Ich bin ertrunken in Deinen klaren Augen,
deren hohe Wellen mein Herz umspülten.
Auf Deinen Lippen malte sich die Brandung,
die mir die süßesten Verlockungen flüsterte.
Doch warst Du die Sirene der Verzweiflung,
und so kalt wie das Meer in der Schwärze ist.
So kalt warst auch Du mit der Zeit geworden,
im Angesichte Deiner tiefsten Einsamkeit.

Niemand konnte die rauhe See besänftigen,
die Enttäuschung, die brodelnd in Dir kochte.
Kleine Vulkane, die Dein Meer erwärmten,
und doch nur klirrendes Eis in Dir zurückließen.
Dein Herz ist für alle zu Stein geworden,
auch für jene, die Dich lieben wollen.
Deine Seele gesperrt in den Hungerturm,
wo sie langsam aber sicher zugrunde geht.
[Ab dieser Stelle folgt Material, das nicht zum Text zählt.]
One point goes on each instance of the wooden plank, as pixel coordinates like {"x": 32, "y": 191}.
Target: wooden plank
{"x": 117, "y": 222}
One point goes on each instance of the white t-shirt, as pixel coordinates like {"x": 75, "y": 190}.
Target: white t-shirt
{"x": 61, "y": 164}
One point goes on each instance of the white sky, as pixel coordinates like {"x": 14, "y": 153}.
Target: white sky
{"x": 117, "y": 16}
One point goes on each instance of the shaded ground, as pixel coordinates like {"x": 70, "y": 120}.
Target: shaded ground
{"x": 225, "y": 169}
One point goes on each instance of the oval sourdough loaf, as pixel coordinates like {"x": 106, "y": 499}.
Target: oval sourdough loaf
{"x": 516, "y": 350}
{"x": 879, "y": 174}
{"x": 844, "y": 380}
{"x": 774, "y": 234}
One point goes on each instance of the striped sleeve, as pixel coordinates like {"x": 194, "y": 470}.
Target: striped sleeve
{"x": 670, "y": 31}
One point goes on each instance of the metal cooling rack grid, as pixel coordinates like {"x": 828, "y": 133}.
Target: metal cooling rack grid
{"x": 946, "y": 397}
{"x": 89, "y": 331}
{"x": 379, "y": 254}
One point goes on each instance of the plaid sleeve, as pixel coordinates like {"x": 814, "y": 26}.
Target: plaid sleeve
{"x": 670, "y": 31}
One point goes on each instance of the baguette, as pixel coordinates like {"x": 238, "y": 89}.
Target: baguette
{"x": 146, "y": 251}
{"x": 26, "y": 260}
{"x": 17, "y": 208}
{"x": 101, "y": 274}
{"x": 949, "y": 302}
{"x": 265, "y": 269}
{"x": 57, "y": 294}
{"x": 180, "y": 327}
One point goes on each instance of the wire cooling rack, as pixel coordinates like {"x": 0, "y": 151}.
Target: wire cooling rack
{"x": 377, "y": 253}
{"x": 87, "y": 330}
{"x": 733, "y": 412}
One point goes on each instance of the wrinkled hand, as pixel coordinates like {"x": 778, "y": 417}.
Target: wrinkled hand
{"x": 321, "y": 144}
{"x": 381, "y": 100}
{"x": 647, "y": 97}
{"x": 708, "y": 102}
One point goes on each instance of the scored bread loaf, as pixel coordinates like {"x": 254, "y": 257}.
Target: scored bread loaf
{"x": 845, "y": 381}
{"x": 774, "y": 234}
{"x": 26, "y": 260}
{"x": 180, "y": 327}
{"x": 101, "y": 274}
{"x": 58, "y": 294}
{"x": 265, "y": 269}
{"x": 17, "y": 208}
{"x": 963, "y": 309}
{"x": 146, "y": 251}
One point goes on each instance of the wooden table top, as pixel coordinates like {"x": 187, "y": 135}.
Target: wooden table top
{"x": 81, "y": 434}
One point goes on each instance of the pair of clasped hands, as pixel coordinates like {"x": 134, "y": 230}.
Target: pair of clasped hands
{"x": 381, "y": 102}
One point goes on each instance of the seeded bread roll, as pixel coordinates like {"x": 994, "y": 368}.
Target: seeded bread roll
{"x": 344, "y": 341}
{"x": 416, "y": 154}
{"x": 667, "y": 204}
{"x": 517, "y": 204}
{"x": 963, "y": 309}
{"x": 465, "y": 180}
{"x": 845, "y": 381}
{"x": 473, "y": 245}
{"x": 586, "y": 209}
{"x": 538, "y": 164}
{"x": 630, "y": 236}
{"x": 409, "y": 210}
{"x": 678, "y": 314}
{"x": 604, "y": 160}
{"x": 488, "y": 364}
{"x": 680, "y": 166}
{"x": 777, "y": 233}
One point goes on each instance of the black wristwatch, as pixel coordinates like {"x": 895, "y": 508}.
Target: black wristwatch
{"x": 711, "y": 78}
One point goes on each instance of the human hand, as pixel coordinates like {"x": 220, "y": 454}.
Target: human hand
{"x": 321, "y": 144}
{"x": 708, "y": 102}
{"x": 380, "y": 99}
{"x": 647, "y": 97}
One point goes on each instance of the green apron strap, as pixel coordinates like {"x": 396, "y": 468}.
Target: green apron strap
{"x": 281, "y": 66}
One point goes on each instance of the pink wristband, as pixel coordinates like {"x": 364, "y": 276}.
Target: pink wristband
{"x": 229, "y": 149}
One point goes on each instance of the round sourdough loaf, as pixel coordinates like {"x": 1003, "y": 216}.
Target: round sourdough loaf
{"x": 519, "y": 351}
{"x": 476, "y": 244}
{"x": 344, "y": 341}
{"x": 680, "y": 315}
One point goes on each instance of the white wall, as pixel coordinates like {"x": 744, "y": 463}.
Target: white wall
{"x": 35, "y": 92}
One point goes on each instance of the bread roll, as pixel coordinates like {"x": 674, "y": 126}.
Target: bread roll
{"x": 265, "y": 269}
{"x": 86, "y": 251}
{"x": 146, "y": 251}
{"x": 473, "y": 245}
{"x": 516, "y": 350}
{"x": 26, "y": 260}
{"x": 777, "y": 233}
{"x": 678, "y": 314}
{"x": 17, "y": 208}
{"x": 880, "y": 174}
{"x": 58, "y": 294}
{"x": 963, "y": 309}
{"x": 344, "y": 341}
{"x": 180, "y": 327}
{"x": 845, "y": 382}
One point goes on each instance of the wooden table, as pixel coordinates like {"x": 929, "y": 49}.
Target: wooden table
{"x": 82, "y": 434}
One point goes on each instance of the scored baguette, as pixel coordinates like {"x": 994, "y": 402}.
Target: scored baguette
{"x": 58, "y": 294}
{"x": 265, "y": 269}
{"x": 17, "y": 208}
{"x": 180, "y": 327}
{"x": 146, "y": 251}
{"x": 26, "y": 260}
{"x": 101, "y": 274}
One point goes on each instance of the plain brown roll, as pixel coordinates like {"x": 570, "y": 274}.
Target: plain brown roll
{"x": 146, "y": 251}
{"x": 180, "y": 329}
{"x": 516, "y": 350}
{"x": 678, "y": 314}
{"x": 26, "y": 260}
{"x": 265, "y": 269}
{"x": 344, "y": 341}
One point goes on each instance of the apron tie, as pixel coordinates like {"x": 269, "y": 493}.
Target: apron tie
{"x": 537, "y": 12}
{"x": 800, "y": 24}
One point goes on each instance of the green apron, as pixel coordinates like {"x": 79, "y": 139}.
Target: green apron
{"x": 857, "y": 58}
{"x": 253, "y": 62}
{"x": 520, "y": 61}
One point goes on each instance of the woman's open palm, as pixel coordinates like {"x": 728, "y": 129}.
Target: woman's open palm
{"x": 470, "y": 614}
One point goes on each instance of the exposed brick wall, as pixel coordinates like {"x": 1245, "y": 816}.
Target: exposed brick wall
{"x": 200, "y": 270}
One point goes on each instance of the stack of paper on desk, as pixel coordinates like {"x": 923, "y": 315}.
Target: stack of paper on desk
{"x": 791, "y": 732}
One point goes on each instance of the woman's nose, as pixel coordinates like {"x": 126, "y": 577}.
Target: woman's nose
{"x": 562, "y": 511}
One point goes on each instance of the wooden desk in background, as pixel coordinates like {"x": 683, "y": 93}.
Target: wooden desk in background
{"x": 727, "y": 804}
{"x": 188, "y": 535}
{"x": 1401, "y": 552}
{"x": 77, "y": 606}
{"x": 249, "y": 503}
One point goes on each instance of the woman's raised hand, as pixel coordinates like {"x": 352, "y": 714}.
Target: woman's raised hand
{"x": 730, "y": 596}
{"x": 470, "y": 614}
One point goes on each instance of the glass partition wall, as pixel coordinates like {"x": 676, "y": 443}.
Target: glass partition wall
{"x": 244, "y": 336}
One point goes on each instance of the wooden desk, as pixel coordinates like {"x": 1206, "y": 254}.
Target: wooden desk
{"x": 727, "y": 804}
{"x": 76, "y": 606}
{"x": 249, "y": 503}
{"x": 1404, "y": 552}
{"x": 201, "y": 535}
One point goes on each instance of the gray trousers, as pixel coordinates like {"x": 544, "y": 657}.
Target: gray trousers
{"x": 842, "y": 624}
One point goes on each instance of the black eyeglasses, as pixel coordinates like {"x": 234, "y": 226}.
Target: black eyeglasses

Als das brennende Abendrot Deine Wangen küsste,
um Dir das ewige Dunkel in die Seele zu hauchen.
Bist Du getanzt auf der Klinge Deines Schmerzes,
und Deine Sonne ertrank im blutroten Meere...

(c)by Arcana Moon

 
 

Kommentare zu diesem Text


Kommentar von shadowhunter (28) (10.03.2007)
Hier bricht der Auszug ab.